Stripmining The User: DataPortability, The “Pragmatic” Web, And A Bad Philosophy

Regards the ReadWriteWeb article “The Future Is All About Context: The Pragmatic Web” … Well, I really think you should read it for yourself, ‘coz between the lines it is rather shocking.

I don’t much disagree with the first couple of paragraphs; I’m deeply cynical about the “semantic” web and still hew to my belief that “if you create documents that a computer can read, only a computer will want to read them” but although Alisa Leonard-Hansen [ed: henceforth ALH] echoes the AI zealots of my youth when writing:

…the intelligent personal agents that are able to process this structured data still have a long way to go before becoming fully actualized.

…I think ultimately we disagree because I believe (a) the personal agents are already here, (b) they are called ‘smartphones’ and (c) they will evolve and improve in ways that we cannot adequately imagine, but they certainly will give people a platform capability which, as a Unix sysadmin, I would have drooled for in 1995.

ALH continues by boosting for “the pragmatic web”[1] and ties that term to some thinking with which I mostly agree, viz: your digital identity equates to your digital footprint:

We need to better understand our identity as it begins to define our experience of the Web and the networked-enabled world we inhabit.

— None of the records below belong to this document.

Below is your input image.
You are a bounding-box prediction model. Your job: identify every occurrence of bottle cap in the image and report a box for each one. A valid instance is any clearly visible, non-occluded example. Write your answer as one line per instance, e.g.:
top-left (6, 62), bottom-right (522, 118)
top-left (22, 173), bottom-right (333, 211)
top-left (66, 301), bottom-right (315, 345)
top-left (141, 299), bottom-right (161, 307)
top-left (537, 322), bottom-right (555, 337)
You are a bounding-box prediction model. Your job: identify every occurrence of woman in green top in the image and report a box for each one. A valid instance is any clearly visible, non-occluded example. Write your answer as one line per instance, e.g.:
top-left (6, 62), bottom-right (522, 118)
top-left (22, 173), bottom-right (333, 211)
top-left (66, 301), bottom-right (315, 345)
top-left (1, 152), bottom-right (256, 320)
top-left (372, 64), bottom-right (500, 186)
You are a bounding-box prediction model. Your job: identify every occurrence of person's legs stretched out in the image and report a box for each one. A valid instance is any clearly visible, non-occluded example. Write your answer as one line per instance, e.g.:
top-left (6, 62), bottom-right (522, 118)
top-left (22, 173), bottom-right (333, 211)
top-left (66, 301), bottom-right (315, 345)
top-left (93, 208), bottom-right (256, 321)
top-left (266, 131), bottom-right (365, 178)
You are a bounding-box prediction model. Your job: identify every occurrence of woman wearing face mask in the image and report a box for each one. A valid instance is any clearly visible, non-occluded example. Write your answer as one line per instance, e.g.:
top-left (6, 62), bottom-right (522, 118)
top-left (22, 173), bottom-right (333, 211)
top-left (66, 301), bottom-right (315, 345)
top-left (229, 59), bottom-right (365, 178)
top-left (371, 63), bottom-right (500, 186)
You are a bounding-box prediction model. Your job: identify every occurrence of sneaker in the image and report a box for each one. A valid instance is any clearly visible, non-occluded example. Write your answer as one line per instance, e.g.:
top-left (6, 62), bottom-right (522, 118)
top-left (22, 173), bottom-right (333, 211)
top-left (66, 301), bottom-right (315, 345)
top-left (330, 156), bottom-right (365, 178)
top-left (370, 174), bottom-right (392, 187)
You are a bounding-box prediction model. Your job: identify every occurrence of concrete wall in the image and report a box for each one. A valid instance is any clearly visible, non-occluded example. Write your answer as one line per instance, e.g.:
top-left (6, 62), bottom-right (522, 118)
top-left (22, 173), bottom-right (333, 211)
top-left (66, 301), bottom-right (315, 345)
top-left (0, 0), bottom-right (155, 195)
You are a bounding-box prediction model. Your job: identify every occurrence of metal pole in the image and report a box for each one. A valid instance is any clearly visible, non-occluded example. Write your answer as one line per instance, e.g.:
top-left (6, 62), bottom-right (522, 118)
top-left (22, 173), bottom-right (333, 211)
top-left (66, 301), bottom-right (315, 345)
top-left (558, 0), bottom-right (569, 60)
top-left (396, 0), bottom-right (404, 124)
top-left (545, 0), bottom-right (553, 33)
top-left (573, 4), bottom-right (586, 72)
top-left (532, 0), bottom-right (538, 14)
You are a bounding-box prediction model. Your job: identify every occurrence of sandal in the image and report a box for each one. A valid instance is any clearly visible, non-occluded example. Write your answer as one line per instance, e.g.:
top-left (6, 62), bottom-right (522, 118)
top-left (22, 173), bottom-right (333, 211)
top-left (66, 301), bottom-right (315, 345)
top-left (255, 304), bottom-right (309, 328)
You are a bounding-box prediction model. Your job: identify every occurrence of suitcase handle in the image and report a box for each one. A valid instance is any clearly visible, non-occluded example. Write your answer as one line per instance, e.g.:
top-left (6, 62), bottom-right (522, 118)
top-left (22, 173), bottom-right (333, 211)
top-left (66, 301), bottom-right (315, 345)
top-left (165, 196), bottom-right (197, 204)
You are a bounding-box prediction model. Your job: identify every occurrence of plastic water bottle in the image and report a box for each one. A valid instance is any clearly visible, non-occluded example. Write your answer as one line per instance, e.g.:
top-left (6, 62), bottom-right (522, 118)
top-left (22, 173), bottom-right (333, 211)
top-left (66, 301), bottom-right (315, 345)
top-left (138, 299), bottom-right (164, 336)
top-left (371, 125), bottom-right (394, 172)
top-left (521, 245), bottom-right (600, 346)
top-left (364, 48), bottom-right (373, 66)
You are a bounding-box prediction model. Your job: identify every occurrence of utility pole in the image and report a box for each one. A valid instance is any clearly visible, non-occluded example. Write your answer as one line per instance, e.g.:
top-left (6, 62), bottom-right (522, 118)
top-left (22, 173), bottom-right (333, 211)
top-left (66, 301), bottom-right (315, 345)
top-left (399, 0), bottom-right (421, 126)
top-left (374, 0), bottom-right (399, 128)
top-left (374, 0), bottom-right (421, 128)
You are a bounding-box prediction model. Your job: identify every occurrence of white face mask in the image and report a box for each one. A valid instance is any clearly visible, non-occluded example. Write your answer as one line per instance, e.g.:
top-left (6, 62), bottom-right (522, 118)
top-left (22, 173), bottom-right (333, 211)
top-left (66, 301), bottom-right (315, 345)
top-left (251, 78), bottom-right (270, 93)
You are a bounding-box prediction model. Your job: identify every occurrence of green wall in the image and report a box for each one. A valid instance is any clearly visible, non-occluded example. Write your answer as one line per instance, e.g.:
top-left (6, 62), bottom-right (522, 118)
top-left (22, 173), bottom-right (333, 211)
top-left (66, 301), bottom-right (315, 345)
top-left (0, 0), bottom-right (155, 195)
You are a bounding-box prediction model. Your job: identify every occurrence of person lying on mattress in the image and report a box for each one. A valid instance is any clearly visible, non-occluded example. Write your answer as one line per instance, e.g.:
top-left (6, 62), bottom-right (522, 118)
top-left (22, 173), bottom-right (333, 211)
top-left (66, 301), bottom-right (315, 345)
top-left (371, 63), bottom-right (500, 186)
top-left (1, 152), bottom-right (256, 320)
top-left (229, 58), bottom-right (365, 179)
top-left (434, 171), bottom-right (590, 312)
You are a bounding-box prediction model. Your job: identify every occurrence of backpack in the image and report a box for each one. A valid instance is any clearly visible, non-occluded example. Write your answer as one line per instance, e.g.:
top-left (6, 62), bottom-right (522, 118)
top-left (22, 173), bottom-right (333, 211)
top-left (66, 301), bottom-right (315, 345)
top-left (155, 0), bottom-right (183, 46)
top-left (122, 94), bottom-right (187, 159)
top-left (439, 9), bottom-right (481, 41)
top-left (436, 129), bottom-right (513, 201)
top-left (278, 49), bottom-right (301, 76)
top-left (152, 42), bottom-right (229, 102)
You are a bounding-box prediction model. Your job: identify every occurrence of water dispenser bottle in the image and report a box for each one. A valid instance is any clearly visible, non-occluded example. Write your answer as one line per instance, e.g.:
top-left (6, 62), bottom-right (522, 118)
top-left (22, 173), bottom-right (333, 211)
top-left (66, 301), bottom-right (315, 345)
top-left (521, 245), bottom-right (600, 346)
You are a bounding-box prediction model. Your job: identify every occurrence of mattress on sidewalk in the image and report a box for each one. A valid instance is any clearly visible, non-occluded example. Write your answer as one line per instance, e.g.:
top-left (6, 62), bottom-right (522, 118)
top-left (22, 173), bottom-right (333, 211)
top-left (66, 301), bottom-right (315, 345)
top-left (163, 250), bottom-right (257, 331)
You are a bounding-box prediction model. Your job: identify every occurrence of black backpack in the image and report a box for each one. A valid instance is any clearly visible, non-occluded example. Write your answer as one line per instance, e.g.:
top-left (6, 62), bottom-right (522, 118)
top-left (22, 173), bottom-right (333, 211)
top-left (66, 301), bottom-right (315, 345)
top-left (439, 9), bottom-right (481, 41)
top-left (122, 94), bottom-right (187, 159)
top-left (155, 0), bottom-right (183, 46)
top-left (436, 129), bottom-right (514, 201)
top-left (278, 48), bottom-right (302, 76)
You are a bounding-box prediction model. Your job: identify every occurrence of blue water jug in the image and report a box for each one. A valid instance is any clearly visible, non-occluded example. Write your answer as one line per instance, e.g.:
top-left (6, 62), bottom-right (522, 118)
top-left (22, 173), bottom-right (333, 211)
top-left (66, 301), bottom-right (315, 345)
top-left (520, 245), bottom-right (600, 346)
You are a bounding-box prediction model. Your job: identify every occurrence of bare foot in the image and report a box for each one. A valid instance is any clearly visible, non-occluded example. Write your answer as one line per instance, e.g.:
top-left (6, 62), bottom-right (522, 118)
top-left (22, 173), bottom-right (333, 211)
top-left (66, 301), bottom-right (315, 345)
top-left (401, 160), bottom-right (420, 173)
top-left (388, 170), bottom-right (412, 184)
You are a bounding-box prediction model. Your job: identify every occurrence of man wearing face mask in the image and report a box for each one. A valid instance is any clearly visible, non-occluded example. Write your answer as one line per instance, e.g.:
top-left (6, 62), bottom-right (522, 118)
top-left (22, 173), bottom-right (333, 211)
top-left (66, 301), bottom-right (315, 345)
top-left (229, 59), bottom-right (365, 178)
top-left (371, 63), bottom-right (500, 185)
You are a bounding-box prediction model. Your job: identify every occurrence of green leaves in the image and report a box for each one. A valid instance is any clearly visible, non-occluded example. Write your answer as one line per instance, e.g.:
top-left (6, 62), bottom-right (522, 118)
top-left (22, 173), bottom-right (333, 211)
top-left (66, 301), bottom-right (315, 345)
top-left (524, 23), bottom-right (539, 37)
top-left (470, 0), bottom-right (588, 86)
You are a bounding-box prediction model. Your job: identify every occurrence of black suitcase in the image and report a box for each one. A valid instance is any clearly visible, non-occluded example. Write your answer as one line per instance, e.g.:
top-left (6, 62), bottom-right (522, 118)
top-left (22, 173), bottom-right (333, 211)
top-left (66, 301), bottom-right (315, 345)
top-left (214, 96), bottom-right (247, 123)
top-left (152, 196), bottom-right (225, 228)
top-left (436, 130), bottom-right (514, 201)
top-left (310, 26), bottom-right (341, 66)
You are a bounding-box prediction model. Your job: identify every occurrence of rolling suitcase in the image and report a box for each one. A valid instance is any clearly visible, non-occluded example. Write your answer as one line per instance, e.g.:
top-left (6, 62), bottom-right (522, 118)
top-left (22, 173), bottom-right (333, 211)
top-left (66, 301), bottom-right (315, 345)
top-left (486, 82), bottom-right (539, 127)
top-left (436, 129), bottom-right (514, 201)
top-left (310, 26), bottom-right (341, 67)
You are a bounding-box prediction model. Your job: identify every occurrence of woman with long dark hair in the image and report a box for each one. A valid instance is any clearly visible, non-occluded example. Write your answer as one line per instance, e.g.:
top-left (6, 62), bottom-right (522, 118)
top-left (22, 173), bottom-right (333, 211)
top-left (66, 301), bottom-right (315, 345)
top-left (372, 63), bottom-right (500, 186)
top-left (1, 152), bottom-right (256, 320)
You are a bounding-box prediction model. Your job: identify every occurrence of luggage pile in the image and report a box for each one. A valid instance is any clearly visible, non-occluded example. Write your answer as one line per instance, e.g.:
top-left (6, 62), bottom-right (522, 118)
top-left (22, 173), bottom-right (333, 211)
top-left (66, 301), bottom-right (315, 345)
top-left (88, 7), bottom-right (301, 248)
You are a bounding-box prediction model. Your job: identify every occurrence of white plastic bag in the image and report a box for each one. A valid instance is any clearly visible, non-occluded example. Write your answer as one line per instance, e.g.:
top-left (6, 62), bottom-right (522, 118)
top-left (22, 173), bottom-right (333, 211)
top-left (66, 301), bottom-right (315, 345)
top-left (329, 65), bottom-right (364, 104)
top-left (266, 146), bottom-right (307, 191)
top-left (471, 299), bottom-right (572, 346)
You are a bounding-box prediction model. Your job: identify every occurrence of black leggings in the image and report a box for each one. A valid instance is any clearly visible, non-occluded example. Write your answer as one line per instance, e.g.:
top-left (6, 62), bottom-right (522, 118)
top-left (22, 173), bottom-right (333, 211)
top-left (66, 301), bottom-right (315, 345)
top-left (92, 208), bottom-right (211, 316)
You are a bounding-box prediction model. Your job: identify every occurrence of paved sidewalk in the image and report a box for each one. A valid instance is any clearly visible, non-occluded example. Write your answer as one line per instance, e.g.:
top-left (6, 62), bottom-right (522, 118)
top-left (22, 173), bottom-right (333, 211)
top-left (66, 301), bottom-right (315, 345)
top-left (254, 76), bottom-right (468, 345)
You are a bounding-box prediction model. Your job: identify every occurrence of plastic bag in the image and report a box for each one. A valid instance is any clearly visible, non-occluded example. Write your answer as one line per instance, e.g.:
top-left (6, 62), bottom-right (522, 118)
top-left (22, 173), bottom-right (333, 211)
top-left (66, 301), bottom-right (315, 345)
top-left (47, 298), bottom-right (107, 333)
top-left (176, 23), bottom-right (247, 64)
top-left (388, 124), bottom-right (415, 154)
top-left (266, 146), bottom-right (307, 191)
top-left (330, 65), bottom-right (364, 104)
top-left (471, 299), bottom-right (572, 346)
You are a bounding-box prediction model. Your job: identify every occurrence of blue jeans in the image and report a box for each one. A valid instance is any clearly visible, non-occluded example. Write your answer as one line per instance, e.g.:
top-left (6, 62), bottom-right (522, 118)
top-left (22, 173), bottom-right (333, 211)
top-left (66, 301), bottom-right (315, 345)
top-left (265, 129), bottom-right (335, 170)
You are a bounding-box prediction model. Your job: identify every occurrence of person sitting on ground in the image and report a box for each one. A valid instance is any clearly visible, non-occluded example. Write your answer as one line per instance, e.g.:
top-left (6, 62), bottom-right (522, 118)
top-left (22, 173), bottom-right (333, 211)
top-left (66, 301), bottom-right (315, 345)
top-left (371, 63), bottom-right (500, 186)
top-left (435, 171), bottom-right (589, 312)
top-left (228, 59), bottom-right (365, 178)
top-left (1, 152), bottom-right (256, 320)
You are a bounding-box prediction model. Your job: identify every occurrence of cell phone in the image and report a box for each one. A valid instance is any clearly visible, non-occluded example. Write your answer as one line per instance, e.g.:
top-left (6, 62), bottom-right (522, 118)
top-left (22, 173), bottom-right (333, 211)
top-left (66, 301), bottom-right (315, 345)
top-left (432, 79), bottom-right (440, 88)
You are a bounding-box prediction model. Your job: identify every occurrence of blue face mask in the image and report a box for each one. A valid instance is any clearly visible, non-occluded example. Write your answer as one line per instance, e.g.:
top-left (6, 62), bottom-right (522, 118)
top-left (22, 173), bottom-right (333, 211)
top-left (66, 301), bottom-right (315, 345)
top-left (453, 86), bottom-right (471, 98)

Our online identity will increasingly be defined by three “pillars”: who I say I am, what I do and say, and who I connect to (and who connects to me).

To clarify, our online identities are comprised primarily of three specific kinds of data:

  • Explicit or prescriptive data (i.e. the data that I input about myself: name, age, occupation, etc.);
  • Activity or behavioral data (i.e. what I do and say online);
  • Relationship data (i.e. my social graph and what my connections say about me).

Indeed, Adriana has been saying this, better, for years; but then ALH’s article goes horribly wrong; the rest of the article flows from a bunch of unstated premises which I think would be written:

  • The user’s identity is not under his control
  • This cannot, perhaps even should not be changed or fixed
  • This is a good thing because it affords business opportunity
  • ALH’s “pragmatic web” is a good thing which must be brought about

Rather than just strawman this, I’ll try to justify how I reverse-engineered these premises:

“The user’s identity is not under his control”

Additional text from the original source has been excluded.